I expect the final result would be something kind of like hieroglyphics, using symbolic stand-ins and metaphors and modifying them to communicate greater meaning, since the tie with sculpture would mean the markings and symbols would likely come from pictures... or the equivalent thereof, sonar-images, it's just the difference between image-first pictographs or logographs and sound-based syllabic and alphabetic symbols.

So, stepping back a little to see the whole picture - I expect your dolphin people would be starting with large, heavy markers (stones arranged in patterns and sunk partially into sand) and the rough shaping of preexisting structures, since these would be easier to see and to shape, and consequently they would only be made for very important things. Over time, the importance of adding more and more information would prioritize space, and the symbols would shrink and become more abstract, and could be afforded for more trivial things.

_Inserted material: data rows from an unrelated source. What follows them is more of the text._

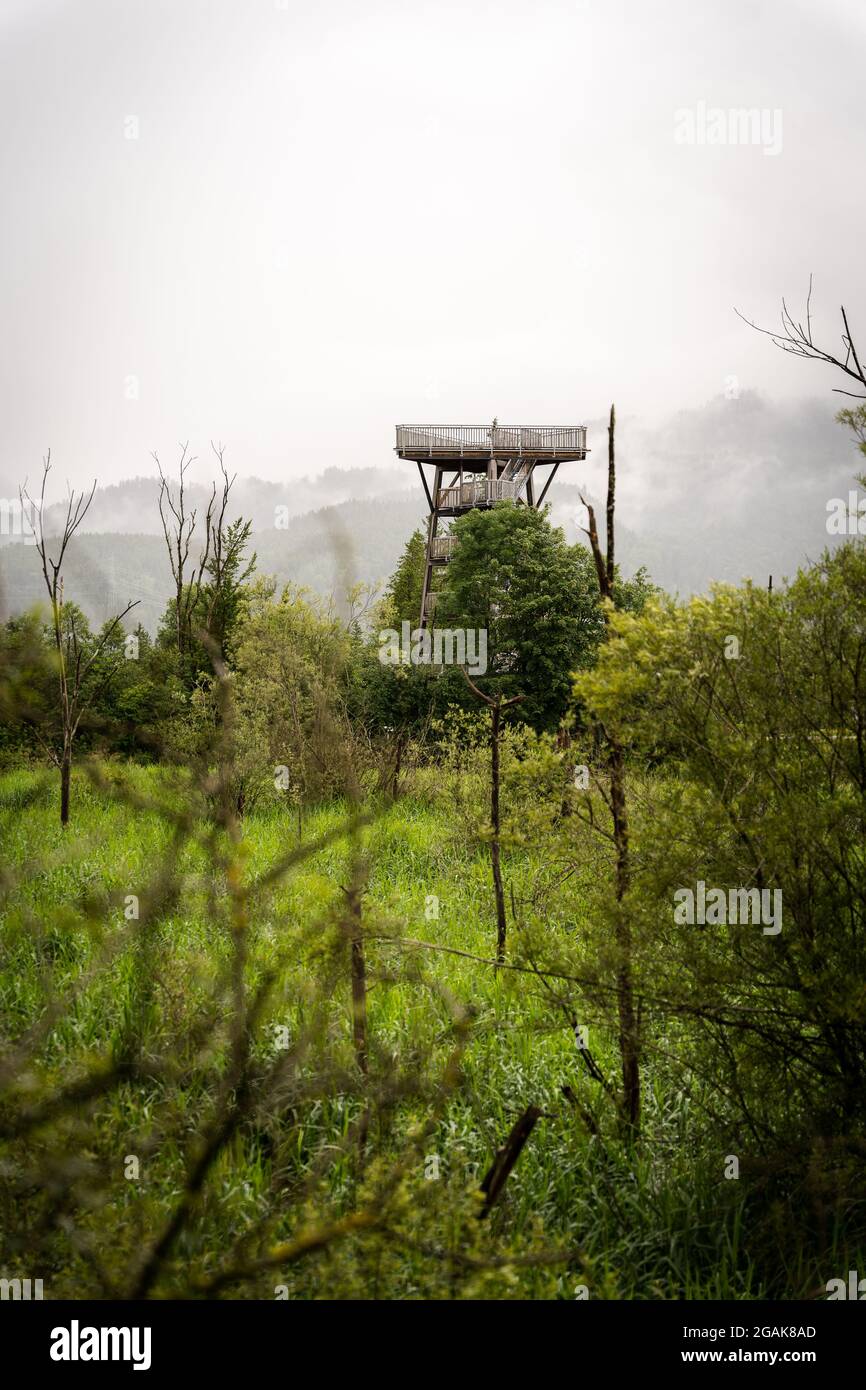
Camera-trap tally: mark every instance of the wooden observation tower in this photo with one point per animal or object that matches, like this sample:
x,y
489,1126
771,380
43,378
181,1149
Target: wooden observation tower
x,y
489,463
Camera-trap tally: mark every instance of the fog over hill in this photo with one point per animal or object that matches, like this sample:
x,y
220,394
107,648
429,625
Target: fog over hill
x,y
736,488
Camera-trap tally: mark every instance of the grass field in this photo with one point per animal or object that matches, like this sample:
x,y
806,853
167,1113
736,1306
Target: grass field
x,y
580,1211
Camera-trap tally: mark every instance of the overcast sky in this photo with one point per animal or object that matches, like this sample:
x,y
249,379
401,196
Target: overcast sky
x,y
289,225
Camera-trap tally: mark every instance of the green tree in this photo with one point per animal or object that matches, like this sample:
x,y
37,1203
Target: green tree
x,y
761,705
403,592
537,597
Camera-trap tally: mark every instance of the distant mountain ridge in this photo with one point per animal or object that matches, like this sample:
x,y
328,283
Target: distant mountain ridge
x,y
736,488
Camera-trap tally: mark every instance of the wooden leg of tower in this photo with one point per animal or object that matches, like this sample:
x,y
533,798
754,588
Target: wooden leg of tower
x,y
431,533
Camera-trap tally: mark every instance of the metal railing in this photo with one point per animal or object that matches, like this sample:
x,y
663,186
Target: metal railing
x,y
499,439
442,546
478,494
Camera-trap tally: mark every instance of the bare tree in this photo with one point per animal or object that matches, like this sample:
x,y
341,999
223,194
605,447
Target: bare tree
x,y
495,705
619,815
178,527
795,338
224,553
74,665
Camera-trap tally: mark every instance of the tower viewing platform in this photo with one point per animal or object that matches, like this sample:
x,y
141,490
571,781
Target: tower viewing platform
x,y
489,463
478,444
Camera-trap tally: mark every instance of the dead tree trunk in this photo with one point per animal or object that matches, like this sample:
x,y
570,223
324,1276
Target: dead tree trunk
x,y
495,705
355,933
74,662
506,1157
616,772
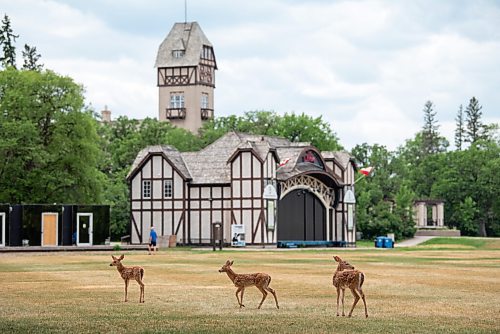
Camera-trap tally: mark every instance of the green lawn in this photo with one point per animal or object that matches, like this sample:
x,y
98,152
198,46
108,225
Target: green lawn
x,y
419,290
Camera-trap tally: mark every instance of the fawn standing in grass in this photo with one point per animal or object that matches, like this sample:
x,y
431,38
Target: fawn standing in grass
x,y
127,273
347,277
241,281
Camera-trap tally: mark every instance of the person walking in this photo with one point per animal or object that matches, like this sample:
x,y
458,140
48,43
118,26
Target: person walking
x,y
152,241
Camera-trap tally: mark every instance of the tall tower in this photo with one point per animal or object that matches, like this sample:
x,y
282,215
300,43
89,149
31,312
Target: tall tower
x,y
186,67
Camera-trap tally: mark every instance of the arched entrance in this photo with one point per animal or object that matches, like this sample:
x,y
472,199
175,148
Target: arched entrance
x,y
301,216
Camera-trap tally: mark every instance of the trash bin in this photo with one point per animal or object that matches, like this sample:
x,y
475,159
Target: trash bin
x,y
172,240
379,242
388,243
217,235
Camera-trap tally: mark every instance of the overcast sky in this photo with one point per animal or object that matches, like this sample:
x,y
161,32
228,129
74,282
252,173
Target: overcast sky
x,y
366,67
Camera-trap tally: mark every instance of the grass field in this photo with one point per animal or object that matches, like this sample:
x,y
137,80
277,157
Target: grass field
x,y
442,286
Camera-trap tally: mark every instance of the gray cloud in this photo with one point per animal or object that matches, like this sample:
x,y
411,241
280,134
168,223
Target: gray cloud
x,y
367,67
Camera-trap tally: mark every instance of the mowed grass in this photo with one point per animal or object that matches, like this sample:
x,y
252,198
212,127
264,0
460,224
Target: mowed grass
x,y
416,290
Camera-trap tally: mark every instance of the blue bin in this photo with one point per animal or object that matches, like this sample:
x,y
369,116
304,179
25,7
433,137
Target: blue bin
x,y
388,243
379,242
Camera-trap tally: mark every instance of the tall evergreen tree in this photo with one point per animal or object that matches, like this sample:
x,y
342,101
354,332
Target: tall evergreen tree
x,y
31,59
459,131
430,142
475,128
7,40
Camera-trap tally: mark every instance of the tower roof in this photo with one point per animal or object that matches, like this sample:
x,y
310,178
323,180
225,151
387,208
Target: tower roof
x,y
186,38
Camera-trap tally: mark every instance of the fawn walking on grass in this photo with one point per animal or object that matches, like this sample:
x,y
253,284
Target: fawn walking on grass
x,y
241,281
127,273
346,276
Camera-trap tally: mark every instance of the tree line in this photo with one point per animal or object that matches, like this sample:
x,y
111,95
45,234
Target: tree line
x,y
56,149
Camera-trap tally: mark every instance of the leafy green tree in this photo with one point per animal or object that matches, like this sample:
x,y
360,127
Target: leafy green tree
x,y
7,40
296,128
465,215
49,140
31,59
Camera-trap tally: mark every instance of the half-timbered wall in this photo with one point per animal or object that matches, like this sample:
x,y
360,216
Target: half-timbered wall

Physiologically, I think your dolphins would be gripping their tools in their snout, since modifying a fin would directly impact their speed and swimming ability. It might be possible, though, to modify some of the teeth near the back of the snout for gripping (the front teeth being needed for hunting with, looks like conical teeth to grab with). This would also have the effect of placing the tool being gripped close to the eye, the better to see what they're working on - dolphin eyes can move independently, and I'm not sure their vision overlaps as much as ours does to focus on details at the tip of the snout.

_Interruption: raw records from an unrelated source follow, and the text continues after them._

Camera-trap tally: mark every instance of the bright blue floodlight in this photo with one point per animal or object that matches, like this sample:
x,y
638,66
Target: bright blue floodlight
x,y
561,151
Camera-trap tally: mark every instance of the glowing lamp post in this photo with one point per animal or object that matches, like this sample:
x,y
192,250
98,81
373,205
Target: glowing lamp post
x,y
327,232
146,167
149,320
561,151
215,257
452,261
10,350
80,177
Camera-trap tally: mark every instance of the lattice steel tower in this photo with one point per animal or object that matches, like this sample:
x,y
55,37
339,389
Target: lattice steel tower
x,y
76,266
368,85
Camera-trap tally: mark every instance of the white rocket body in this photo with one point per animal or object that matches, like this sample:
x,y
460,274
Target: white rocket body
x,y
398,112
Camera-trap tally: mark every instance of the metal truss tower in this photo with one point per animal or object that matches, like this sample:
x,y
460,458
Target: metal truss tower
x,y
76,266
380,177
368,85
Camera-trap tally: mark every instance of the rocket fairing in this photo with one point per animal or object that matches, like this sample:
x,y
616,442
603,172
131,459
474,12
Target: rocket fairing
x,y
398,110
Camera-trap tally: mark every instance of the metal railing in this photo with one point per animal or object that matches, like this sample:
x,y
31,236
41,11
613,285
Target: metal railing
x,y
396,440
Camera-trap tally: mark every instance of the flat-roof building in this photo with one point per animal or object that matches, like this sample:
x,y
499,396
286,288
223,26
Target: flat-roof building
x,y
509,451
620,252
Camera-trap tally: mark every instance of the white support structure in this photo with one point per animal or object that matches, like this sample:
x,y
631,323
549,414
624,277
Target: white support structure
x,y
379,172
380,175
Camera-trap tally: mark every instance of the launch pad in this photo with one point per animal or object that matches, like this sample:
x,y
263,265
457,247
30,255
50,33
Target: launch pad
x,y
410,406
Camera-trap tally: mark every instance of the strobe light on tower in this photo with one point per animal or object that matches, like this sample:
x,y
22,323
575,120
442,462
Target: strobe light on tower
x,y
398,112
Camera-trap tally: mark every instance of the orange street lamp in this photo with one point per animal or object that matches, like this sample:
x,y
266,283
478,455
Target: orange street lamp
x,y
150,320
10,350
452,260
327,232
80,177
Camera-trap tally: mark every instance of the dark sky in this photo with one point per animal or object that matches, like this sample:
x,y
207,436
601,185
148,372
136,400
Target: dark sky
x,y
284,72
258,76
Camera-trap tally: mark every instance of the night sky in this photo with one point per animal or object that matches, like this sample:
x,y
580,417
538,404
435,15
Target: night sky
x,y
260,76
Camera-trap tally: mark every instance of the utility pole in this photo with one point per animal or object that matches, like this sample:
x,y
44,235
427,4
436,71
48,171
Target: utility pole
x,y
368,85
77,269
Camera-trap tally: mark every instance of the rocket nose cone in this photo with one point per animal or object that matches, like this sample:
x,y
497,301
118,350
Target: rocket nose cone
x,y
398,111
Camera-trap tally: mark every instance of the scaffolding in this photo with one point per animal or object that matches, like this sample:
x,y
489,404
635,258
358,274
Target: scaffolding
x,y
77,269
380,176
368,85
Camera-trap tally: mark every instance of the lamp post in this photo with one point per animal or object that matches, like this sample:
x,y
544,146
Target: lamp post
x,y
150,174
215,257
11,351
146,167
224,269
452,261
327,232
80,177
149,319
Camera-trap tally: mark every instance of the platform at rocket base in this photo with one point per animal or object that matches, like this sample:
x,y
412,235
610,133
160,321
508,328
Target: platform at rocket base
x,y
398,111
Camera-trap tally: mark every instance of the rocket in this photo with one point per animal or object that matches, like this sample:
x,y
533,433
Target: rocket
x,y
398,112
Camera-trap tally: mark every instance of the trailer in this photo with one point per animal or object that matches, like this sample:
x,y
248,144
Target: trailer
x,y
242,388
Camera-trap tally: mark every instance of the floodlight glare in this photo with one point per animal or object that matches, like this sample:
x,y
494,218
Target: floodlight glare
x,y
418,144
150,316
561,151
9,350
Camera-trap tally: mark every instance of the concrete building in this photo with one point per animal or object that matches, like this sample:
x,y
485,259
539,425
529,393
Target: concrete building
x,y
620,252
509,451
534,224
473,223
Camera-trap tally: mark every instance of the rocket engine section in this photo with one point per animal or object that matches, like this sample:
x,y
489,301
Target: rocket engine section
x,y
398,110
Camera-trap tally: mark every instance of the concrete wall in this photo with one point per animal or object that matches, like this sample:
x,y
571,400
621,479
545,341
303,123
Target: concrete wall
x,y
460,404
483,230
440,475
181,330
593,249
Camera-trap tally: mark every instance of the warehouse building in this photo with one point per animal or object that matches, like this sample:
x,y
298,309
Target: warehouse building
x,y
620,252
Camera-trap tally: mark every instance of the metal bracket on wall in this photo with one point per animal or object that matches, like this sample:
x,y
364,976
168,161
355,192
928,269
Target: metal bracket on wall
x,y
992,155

It is possible that in addition to back teeth specializing to gripping tools (perhaps coral bits or shell fragments, which can eventually be produced on demand), the side of the mouth or even the tongue might modify to give more dexterity and control for using tools with. I'm sort of picturing a multi-tentacled tongue for very fine dexterity, but it doesn't have to go that way... it just might, once dexterity becomes useful and fine control is translatable to a survival trait.